A Justiça Federal no Rio de Janeiro condenou, a 37 anos de prisão, um homem apontado como o líder de uma organização criminosa voltada ao tráfico transnacional de cocaína e lavagem de dinheiro.
Segundo a sentença do 5° Tribunal Federal do Rio, expedida nesta sexta-feira (15), Lindomar Reges Furtado enfrentou mais de 400 acusações, sendo elas:
- Organização Criminosa: com agravantes de liderança e conexões internacionais;
- Tráfego Transnacional de Drogas: condenado por 15 episódios de tráfico. Ele foi absolvido de apenas uma acusação de tráfico por falta de provas sobre a natureza da substância em uma remessa específica;
- Lavagem de Dinheiro: condenado pela prática de 380 atos de lavagem de capitais.
O investigado, junto de Cristiano Mendes de Córdova Nascimento, seria responsável por tomar decisões estratégicas, realizar negociações com fornecedores na América do Sul e compradores no exterior, além de fazer a gestão dos recursos financeiros para o grupo criminoso.

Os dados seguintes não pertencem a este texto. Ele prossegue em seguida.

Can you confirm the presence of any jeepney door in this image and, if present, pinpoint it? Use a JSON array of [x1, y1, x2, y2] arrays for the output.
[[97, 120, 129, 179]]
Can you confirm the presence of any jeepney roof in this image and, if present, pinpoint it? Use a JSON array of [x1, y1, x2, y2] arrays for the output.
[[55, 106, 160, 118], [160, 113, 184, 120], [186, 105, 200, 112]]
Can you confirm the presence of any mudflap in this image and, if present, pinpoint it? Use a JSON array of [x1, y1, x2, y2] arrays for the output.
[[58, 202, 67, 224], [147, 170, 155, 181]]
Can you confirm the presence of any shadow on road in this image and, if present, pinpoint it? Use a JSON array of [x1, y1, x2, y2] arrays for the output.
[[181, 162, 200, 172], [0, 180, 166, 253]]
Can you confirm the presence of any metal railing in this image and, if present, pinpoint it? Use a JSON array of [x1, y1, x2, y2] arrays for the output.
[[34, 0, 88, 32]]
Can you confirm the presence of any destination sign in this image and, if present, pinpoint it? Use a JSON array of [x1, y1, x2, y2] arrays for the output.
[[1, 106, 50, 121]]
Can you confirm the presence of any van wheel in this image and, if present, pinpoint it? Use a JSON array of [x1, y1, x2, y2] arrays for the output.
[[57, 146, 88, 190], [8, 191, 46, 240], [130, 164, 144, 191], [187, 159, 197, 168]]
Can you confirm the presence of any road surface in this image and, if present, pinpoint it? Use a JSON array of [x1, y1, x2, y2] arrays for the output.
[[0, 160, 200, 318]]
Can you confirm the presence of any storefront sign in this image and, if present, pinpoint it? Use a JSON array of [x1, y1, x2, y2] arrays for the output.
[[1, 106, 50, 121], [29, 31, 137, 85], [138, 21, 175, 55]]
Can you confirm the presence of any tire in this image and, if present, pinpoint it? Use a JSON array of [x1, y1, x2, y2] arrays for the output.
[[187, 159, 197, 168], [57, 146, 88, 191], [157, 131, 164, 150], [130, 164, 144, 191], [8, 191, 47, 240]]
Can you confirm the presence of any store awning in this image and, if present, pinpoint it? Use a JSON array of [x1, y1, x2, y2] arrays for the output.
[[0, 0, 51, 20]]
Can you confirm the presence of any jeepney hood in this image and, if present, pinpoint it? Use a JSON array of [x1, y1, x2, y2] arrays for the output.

Lindomar está preso preventivamente desde fevereiro de 2025, após a deflagração da Operação Turfe da Polícia Federal — que deu início as investigações. Na data da ação, ocorrida em 2022, ele conseguiu escapar de sua casa e foi considerado foragido pela Justiça por três anos, até ser detido no ano passado.
Veja antes e depois do traficante:

Na época, o tribunal manteve sua prisão preventiva, citando a gravidade dos crimes, o risco de reiteração delitiva e sua forte conexão com narcotraficantes no exterior, o que indicava perigo de nova tentativa de fuga.
De acordo com a decisão, o grupo criminoso teria contrabandeado mais de seis toneladas de cocaína para a Europa em dezembro de 2020 e fevereiro de 2022. O esquema era realizado por meio de contêineres marítimos, utilizando uma rede de casas de câmbio para ocultar os lucros ilícitos.
Além de Lindomar, um conjunto de decisões resultou na condenação de pelo menos 17 outros envolvidos na operação. Em nota, a defesa de Lindomar informou que irá recorrer na sentença, uma vez que no decorrer do processo ficaram demonstradas várias falhas ilegais sobre a investigação.
Organização criminosa
A organização operava em toda a cadeia mercantil da cocaína, desde a aquisição com fornecedores na Bolívia e Colômbia até a entrega a compradores internacionais em portos europeus como Antuérpia (Bélgica), Roterdã (Países Baixos) e Gioia Tauro (Itália).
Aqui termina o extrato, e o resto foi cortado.